Sadly seven Alca dead corpses were found washed ashore at La Mata beach added to those already reported.
“The great mortality of common razorbills on our coasts this autumn is a tragedy,” said Ana Meléndez, following the discovery of the La Mata corpses.
Another exhausted razorbill boarded a paddle-surf board belonging to Antonio Rosa while he was sailing on La Glea beach on the Orihuela coast.
The razorbill will be sent to the Alicante Wildlife Recovery Centre.
Known as Alcas, the razorbill, razor-billed auk, or lesser auk (Alca torda) is a colonial seabird and the only extant member of the genus Alca of the family Alcidae, the auks. It is the closest living relative of the extinct great auk (Pinguinis impennis). Wild populations live in the subarctic waters of the Atlantic Ocean.
The genus Alca was introduced in 1758 by the Swedish naturalist Carl Linnaeus in the tenth edition of his Systema Naturae. The genus name Alca is from Norwegian Alke, and torda is from törd a Gotland Swedish dialect word.
The word Alca had been used for the razorbill, such as Carolus Clusius in 1605 and Francis Willughby in 1676.
The razorbill (Alca torda) is now the sole species in the genus Alca. Its close relative, the great auk (Pinguinus impennis), became extinct in the mid-19th century.
Razorbills and great auks are part of the tribe Alcini, which also includes the common murre or common guillemot (Uria aalge), the thick-billed murre (Uria lomvia), and the dovekie (Alle alle).

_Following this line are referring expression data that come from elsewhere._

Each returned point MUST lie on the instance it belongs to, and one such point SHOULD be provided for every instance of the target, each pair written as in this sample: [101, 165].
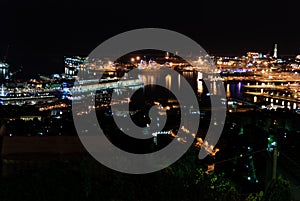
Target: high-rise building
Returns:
[4, 71]
[275, 52]
[74, 64]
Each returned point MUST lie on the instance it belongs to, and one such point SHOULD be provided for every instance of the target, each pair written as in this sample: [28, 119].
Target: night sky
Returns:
[40, 33]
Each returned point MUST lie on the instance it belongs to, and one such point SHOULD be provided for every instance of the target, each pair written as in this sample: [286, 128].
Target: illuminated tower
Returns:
[275, 51]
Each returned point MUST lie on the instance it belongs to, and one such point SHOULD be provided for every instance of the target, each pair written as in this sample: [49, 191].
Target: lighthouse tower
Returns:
[275, 52]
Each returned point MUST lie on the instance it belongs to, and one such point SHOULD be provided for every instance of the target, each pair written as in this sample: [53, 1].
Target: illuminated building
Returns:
[275, 52]
[73, 65]
[3, 71]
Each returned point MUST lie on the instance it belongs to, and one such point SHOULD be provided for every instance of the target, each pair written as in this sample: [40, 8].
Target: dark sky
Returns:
[40, 33]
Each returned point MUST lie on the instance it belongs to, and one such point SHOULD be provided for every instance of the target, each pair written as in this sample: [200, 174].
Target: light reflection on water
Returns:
[195, 79]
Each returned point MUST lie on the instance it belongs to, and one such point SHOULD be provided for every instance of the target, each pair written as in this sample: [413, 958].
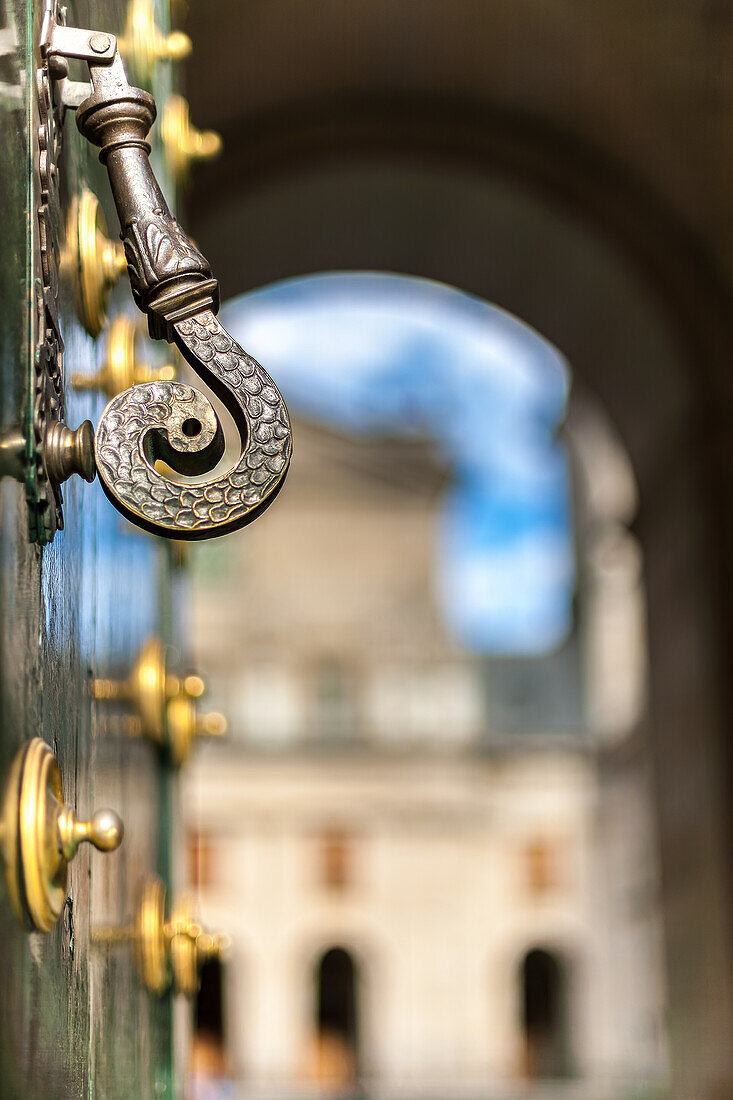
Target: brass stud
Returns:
[94, 261]
[40, 836]
[183, 142]
[165, 704]
[122, 367]
[166, 952]
[144, 44]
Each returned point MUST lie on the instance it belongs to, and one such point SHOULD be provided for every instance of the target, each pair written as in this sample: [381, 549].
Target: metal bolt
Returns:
[99, 43]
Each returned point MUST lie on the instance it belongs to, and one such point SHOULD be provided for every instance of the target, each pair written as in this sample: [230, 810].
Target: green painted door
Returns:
[74, 1018]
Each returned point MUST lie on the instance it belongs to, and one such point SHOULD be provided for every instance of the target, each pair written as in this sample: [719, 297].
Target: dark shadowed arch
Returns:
[524, 215]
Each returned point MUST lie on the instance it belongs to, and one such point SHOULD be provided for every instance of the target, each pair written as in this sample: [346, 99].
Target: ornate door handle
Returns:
[173, 285]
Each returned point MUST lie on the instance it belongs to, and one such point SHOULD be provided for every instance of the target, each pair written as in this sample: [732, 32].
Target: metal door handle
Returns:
[173, 285]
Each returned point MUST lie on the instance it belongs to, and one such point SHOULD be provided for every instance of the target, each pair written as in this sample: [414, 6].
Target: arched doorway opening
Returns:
[336, 981]
[208, 1049]
[544, 1014]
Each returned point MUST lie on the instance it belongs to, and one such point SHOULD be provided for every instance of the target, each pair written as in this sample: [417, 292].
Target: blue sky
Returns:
[376, 352]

There are two subspecies of razorbill recognised by the American Ornithologists’ Union. Alca torda torda, named by Linnaeus in 1758, occurs in the Baltic and White Seas, Norway, Bear Island, Iceland, Greenland, and eastern North America. Alca torda islandica, named by C.L. Brehm in 1831, occurs throughout Ireland, Great Britain, and northwestern France. The two subspecies differ slightly in bill measurements. A third subspecies, Alca torda pica, is no longer recognised because the distinguishing characteristic, an additional furrow in the upper mandible, is now known to be age-related.

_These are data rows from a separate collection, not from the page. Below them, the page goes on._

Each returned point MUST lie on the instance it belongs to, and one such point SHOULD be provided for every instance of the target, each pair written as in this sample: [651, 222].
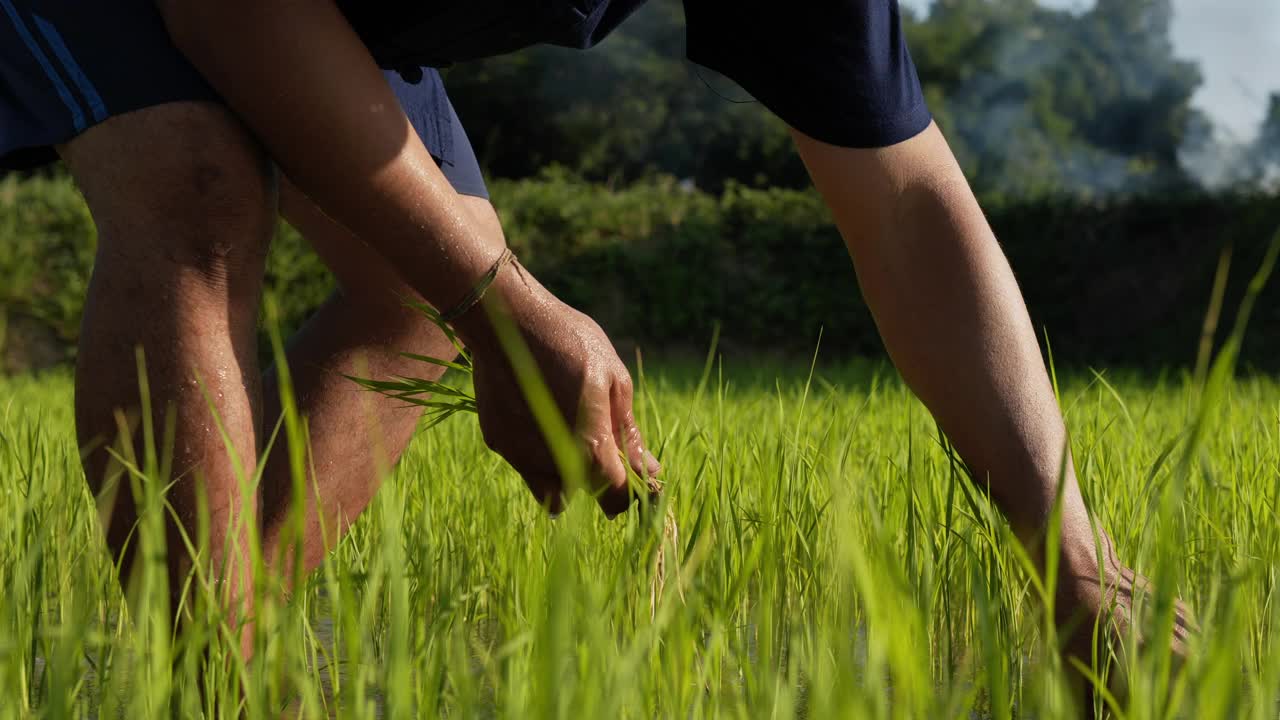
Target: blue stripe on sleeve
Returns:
[64, 55]
[63, 91]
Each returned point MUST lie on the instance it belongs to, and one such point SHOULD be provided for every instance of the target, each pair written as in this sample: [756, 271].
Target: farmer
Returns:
[190, 124]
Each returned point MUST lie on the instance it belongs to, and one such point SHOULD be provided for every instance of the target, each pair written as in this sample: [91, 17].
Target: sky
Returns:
[1237, 44]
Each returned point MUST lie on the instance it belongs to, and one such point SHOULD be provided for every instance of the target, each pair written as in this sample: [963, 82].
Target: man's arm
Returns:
[302, 81]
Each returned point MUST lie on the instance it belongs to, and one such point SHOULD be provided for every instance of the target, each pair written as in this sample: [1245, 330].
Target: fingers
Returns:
[626, 433]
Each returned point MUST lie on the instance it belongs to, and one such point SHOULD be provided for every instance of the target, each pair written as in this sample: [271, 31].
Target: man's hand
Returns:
[589, 383]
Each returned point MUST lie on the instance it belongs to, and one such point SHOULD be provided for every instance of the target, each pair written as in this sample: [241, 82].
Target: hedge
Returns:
[1123, 282]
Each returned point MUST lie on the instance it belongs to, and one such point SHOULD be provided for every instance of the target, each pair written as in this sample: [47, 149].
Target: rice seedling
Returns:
[818, 554]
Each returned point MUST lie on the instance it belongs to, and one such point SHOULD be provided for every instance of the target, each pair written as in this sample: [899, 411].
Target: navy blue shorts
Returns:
[67, 65]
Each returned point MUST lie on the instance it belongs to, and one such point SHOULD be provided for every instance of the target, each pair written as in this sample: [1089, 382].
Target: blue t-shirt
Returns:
[837, 71]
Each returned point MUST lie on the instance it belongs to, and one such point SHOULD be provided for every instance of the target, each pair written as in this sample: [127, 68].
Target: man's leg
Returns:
[954, 322]
[184, 206]
[355, 436]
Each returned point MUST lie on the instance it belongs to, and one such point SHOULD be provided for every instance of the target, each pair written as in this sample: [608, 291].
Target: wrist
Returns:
[513, 295]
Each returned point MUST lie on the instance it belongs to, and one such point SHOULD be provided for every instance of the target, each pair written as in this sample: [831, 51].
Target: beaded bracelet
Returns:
[476, 294]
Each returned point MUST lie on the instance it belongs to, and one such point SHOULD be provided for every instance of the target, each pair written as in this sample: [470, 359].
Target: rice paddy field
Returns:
[817, 554]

A penguin has been spotted in Mallorca, in Portitxol near Palma in December (4th).
Its normal habit is the North Atlantic, but according to experts it is trying to flee the cold, despite a snow forecast this week.

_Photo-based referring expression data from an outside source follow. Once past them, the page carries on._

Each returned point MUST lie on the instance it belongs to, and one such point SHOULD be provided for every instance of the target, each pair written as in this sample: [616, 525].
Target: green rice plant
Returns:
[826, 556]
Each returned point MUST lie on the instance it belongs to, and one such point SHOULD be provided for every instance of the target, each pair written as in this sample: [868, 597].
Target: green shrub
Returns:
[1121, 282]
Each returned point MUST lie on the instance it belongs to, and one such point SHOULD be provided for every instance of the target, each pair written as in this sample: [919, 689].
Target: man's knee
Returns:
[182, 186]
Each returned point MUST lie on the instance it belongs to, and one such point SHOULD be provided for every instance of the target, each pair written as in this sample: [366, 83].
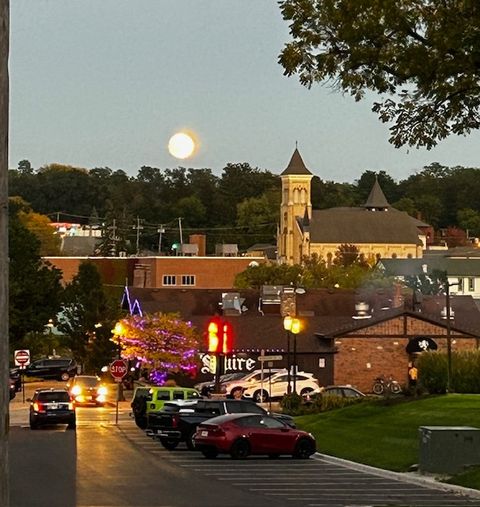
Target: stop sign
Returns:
[118, 369]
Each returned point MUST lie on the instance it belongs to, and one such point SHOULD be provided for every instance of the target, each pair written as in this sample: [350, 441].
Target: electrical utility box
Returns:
[448, 449]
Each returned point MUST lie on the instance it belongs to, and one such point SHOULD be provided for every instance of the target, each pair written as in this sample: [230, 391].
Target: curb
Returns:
[409, 477]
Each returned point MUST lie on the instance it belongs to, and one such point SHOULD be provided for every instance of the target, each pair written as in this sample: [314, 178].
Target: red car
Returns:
[243, 434]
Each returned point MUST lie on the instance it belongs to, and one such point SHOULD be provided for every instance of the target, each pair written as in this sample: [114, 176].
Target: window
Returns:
[188, 279]
[270, 422]
[169, 280]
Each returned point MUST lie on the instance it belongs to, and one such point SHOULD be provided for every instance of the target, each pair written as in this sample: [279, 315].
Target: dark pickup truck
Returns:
[178, 421]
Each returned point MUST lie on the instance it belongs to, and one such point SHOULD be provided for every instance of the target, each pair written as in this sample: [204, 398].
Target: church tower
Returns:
[295, 207]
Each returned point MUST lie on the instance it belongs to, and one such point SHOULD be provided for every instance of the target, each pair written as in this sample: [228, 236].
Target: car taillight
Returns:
[215, 431]
[76, 390]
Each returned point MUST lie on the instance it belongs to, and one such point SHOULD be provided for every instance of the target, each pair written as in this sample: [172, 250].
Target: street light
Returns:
[448, 315]
[291, 326]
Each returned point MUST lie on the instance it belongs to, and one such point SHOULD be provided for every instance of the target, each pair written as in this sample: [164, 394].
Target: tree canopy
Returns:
[161, 342]
[421, 56]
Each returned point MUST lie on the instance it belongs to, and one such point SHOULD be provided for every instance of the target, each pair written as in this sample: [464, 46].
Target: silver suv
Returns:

Penguins have also been spotted in Es Trenc, Pollensa, Santa Ponsa, Porto Petro and Cabrera.
Rafel Mas, an expert with the Species Protection Service at the Ministry for the Environment, said: “This autumn they are arriving en masse on the east coast of the mainland, but in Mallorca they are arriving in greater numbers than on other occasions.”